C'est un beau roman

Repose-toi sur moi de Serge Joncour

Le dernier roman de Serge Joncour sera lié à ces derniers jours d’Août où quelques degrés en moins rendaient l’atmosphère bien plus agréable (même si il faisait encore 30 l’après midi), où je savourais le plaisir de mordre à pleines dents dans des figues gorgées de soleil et ramenées du Sud par des amis, où j’avais du mal à croire que la rentrée, les cartables, les levers de bonne heure, les devoirs, les jours qui raccourcissent seraient bientôt là.

Il n’est pas question d’été dans Repose-toi sur moi. Qu’ils campent ses personnages à Paris ou en pleine campagne, il est plus question de froid, de pluie, de grisaille, de nuits qui tombent tôt et de lumière aux fenêtres, de frissons et de corps tremblants, voire même de neige et de glace.

Les deux personnages (elle, Aurore, styliste dont le nom est aussi une marque reconnue; lui, Ludovic, agriculteur reconverti dans le recouvrement de dettes) sont voisins, ils habitent l’un en face de l’autre mais leurs chemins ne se croisent pas jusqu’où jour où des corbeaux ayant élu domicile dans la cour de leur immeuble, créent une occasion de rencontre.

Elle est rat des villes, il est rat des champs, elle est toujours classe et élégante, il a du mal à trouver des vêtements adaptés à sa carrure, elle semble avoir peur de tout, il affirme que rien ne le gêne, elle est mariée et mère de famille dans un grand appartement, il vit seul dans un petit studio. Bref tout semble les opposer et cela pourrait virer à la comédie romantique à l’eau de rose à laquelle on a un peu de mal à croire.

Sauf que l’écrivain, alternant les voix de son récit (il donne la parole successivement à Aurore et Ludovic),  dessine le portrait de personnages contrastés et qui ne vont pas forcément là où on les attend, qui doutent sans cesse de leur relation pour le moins improbable au delà de leur attirance.

Quand d’un coup on s’embrasse, c’est que vraiment on n’en peut plus de cette distance, même collés l’un à l’autre on a la sensation d’être encore trop loin, pas assez en osmose, de là vient l’envie de se fondre, de ne plus laisser d’espace.
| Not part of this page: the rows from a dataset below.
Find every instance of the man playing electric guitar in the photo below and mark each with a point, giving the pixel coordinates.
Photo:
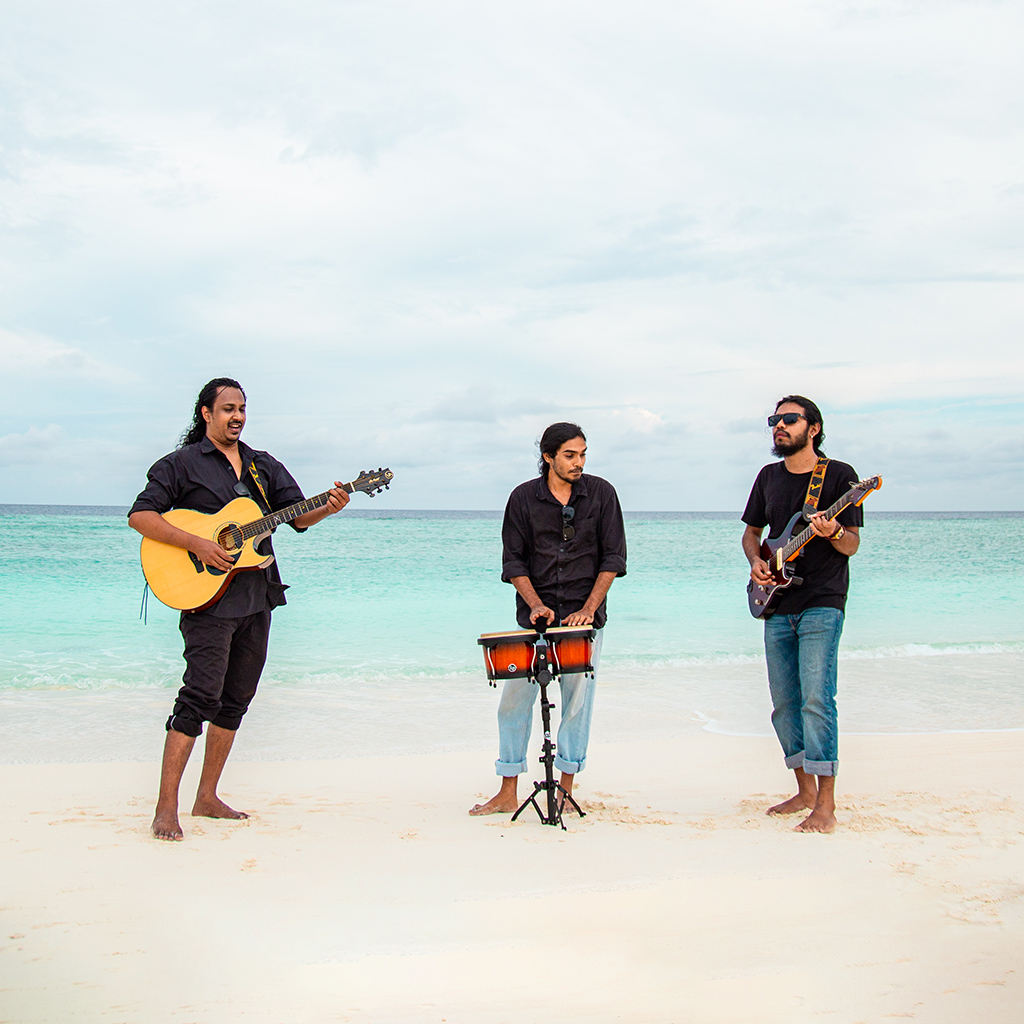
(805, 621)
(225, 643)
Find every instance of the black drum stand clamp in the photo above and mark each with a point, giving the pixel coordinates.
(542, 675)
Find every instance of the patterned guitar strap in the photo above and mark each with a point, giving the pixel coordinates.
(266, 504)
(814, 487)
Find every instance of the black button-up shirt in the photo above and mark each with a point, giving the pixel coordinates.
(562, 572)
(200, 477)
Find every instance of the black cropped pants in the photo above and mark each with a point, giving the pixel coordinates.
(223, 660)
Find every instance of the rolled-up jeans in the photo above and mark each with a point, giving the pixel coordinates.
(802, 652)
(515, 720)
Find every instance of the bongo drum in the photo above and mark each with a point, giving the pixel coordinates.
(573, 648)
(508, 655)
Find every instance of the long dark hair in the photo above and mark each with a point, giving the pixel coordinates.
(206, 398)
(812, 415)
(553, 438)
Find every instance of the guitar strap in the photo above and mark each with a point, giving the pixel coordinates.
(814, 487)
(255, 475)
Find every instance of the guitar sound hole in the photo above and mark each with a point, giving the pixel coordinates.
(229, 538)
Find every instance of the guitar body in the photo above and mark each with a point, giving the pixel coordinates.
(758, 597)
(179, 579)
(780, 552)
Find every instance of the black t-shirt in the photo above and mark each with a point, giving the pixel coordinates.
(776, 495)
(562, 572)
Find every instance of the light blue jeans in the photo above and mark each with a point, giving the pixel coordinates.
(802, 652)
(515, 720)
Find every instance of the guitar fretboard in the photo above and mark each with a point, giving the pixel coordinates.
(785, 553)
(279, 518)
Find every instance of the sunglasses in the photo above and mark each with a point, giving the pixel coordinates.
(787, 418)
(568, 531)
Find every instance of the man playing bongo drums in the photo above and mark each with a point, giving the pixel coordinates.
(563, 544)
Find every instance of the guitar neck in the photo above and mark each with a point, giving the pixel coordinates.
(275, 519)
(806, 535)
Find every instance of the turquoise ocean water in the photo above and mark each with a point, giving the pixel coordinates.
(376, 649)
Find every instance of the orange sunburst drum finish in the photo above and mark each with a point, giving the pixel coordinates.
(574, 654)
(508, 655)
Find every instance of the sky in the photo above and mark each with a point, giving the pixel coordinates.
(418, 232)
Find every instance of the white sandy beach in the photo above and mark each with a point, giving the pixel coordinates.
(360, 890)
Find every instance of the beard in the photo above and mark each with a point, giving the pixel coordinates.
(782, 448)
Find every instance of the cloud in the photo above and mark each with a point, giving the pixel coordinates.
(421, 232)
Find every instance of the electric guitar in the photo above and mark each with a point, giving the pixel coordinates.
(780, 552)
(182, 581)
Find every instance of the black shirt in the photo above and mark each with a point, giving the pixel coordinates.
(200, 477)
(775, 497)
(562, 572)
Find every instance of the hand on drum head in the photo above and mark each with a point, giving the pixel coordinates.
(581, 617)
(541, 609)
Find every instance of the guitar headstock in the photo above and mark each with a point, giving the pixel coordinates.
(862, 488)
(373, 482)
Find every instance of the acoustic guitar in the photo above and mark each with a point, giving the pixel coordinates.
(779, 552)
(182, 581)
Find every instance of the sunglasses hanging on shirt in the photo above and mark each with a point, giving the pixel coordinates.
(568, 530)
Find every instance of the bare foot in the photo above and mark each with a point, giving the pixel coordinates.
(500, 804)
(795, 805)
(820, 820)
(165, 825)
(506, 801)
(214, 807)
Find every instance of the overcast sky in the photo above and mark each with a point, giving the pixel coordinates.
(420, 231)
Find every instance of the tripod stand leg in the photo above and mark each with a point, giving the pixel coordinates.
(568, 796)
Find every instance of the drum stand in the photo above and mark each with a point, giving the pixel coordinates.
(542, 676)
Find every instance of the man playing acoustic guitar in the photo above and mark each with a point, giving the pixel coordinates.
(225, 644)
(804, 625)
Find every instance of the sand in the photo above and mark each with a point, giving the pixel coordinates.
(360, 890)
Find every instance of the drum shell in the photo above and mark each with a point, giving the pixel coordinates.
(508, 659)
(573, 654)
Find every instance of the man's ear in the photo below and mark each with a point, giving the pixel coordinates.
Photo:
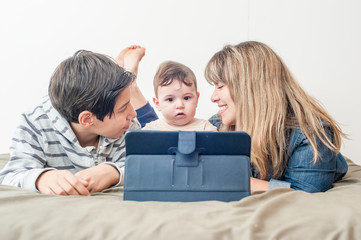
(156, 103)
(86, 119)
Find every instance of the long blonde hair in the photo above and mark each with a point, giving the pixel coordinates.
(269, 103)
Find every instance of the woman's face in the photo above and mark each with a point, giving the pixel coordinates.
(222, 96)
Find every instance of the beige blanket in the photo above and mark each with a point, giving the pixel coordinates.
(276, 214)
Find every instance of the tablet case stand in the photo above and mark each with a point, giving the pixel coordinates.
(186, 166)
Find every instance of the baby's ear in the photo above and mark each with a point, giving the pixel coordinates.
(86, 119)
(156, 103)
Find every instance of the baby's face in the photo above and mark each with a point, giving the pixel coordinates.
(177, 102)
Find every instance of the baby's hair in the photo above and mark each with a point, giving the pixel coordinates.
(170, 71)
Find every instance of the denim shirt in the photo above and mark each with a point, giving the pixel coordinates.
(301, 173)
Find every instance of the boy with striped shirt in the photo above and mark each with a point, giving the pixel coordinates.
(73, 143)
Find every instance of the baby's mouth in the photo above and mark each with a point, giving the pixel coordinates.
(179, 115)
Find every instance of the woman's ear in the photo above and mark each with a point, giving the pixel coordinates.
(156, 103)
(86, 119)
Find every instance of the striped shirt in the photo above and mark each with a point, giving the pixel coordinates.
(44, 140)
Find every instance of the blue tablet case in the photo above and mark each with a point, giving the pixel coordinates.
(186, 166)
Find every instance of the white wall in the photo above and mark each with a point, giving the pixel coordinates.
(318, 39)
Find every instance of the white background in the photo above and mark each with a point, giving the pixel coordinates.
(320, 41)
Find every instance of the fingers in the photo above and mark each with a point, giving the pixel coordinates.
(62, 183)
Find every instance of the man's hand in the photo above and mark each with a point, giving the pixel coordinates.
(61, 182)
(99, 177)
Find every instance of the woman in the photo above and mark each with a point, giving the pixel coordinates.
(295, 142)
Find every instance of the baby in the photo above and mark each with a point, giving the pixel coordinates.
(176, 97)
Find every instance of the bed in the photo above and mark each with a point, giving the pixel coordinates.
(275, 214)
A travers leur histoire, Serge Joncour dit avec justesse et sensibilité la solitude à la campagne comme dans la grande ville (malgré la foule partout), les gens qui tentent de survivre, assommés par les dettes, l’absurdité de la cette société de consommation obsédée par le toujours plus de rendement, de profit et réserve au lecteur un dénouement inattendu.

Parfois, à des carrefours inattendus de la vie, on découvre que depuis un bon bout de temps déjà on avance sur un fil, depuis des années on est parti sur sa lancée, sans l’assurance qu’il y ait vraiment quelque chose de solide en dessous, ni quelqu’un, pas uniquement du vide, et alors on réalise qu’on en fait plus pour les autres qu’ils n’en font pour nous, que ce sont eux qui attendent tout de nous, dans ce domaine les enfants sont voraces, avides, toujours en demande et sans la moindre reconnaissance, les enfants après tout c’est normal de les porter, mais elle pensa aussi à tous les autres, tous ceux face auxquels elle ne devait jamais montrer ses failles, parce qu’ils s’y seraient engouffrés, ils ne lui auraient pas fait de cadeaux. Ils sont rares ceux qui donnent vraiment, ceux qui écoutent vraiment.